The fragrance of garlic rises from the plate, and I take another bite. “This was one of my father’s specialties,” I offer, and it’s out before I realize I’m going to say it. “Gnocchi with peas and mushrooms. I used to roll them out for him.”
“Was he Italian, your father?” He leans over to pour wine into my now empty glass.
“Sicilian.”
“Your mother too?”
I glance at him. “You’re quite forward.”
“Not ordinarily.”
“Why now?”
He leans closer, and I see by the glitter in his eye that he’s going to say something bold. “Because my heart stopped when I saw you sitting here.”
I laugh, pleased by this extravagance.
“You think I am joking,” he says. “But I swear it is true.”
“I am not the type of woman who stops men’s hearts, but thank you.”
“You have not met the right men.”
I pause, fork hanging from my hand, elbow on the table. Behind him, the sky is nearly dark, and the laughter around us has grown more robust.
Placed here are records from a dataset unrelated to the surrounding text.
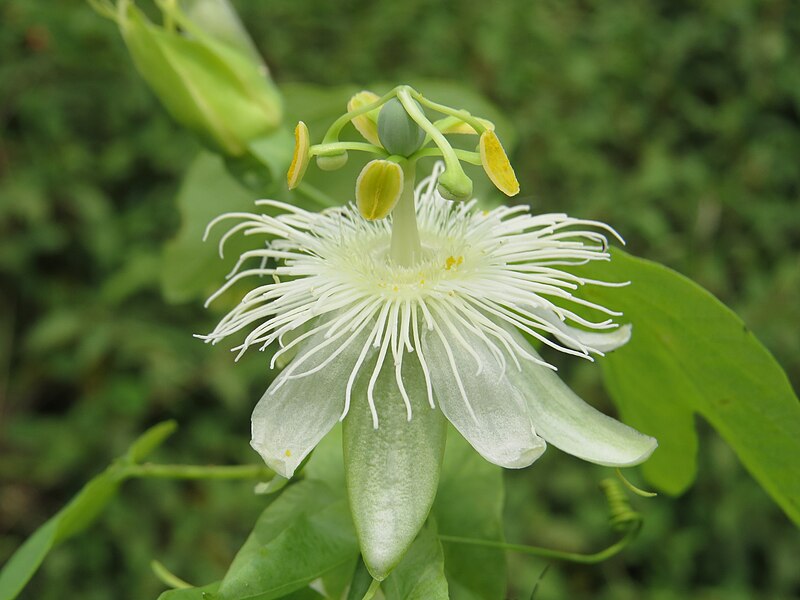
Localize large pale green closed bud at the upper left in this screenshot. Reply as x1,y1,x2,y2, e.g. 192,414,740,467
97,0,282,156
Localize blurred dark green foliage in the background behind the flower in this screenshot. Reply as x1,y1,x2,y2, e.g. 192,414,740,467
0,0,800,600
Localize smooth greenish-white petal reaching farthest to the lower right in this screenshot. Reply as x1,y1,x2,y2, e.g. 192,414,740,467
510,331,658,467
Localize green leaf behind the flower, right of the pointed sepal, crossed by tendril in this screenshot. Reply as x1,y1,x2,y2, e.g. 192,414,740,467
433,427,506,600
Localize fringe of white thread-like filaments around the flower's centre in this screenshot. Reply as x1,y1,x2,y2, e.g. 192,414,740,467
198,165,621,427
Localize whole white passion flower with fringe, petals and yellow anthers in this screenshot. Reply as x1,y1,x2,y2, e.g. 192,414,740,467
205,85,656,580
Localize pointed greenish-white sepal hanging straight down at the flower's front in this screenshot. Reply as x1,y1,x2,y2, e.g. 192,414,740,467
343,356,446,580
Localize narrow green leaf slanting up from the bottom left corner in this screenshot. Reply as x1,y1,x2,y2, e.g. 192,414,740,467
0,421,175,600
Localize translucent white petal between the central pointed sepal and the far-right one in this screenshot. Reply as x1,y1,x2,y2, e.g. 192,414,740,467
422,314,546,469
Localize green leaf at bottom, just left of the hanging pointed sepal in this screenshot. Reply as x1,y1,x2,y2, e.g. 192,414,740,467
219,480,358,600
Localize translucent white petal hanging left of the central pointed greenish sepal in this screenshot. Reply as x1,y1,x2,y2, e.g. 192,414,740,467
250,330,367,479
The shape of his mouth makes my skin rustle, and he has that elusive air that makes me think he will be very good in bed. “Maybe I haven’t.”
He grins at this, and an outrageous dimple breaks in his cheek. He has to lean back to allow the waiter to deliver his food. It’s a steaming plate of prawns and crayfish in risott
o. A good eater’s choice, as my father would have said. He had no patience with picky eaters, the vegetarians who were already dotting the landscape, the ones who didn’t eat fish or beef or particular vegetables. Eat it as it is, he would say with a sniff, or don’t eat. Only Dylan was allowed to be choosy. He hated capers and pickles and olives, avocado with a passion, and would rather have starved than eat egg whites or clams. In some way, he filled my father’s desire for a son, and for a long time he doted on Dylan.
Until he didn’t.
“Did your father cook for you often?” my companion asks.
“Not for me, exactly. He cooked for his restaurant. We grew up in there, eating whatever the special of the day was.”
“That seems like an interesting childhood. Did you like it?”
“Sometimes.” It’s easy to talk to this stranger, someone who will not remember a month from now what I said. I empty my glass and hold it out to him. He splashes in a heavy measure of wine. “Not always. It could be a little exhausting, and my parents were always wrapped up in that rather than their children.” Delicately, I balance a perfectly shaped gnocchi on my fork. “How did you grow up?”
He touches his lips with his napkin. “In the city. My mother taught school, and my father was a . . .” He frowns, his fingers rubbing together as if to pull the word from the air. “A clerk, you know, for the government.” His face brightens. “Bureaucrat.”
“You only?”
“No, no. Four of us. Three boys and a girl. I am second oldest.”
The one who needs attention, like me. Aloud, I say, “The oldest always gets everything.”
He inclines his head slightly, disagreeing. “Perhaps. My sister is the oldest, and she is not a demanding sort. She’s very quiet, afraid of the world.”
It’s my turn to be bold; the wine has loosened my inhibitions. We’re two strangers on holiday, and I don’t have my phone to amuse me. “Why?”
His face shutters, and he looks down. He shakes his head.
“Sorry,” I say. “Too far.”
“No, no.” He reaches across the small space and touches my forearm. “She was kidnapped when she was small, so small that no one knows what happened to her. She was not the same after that.”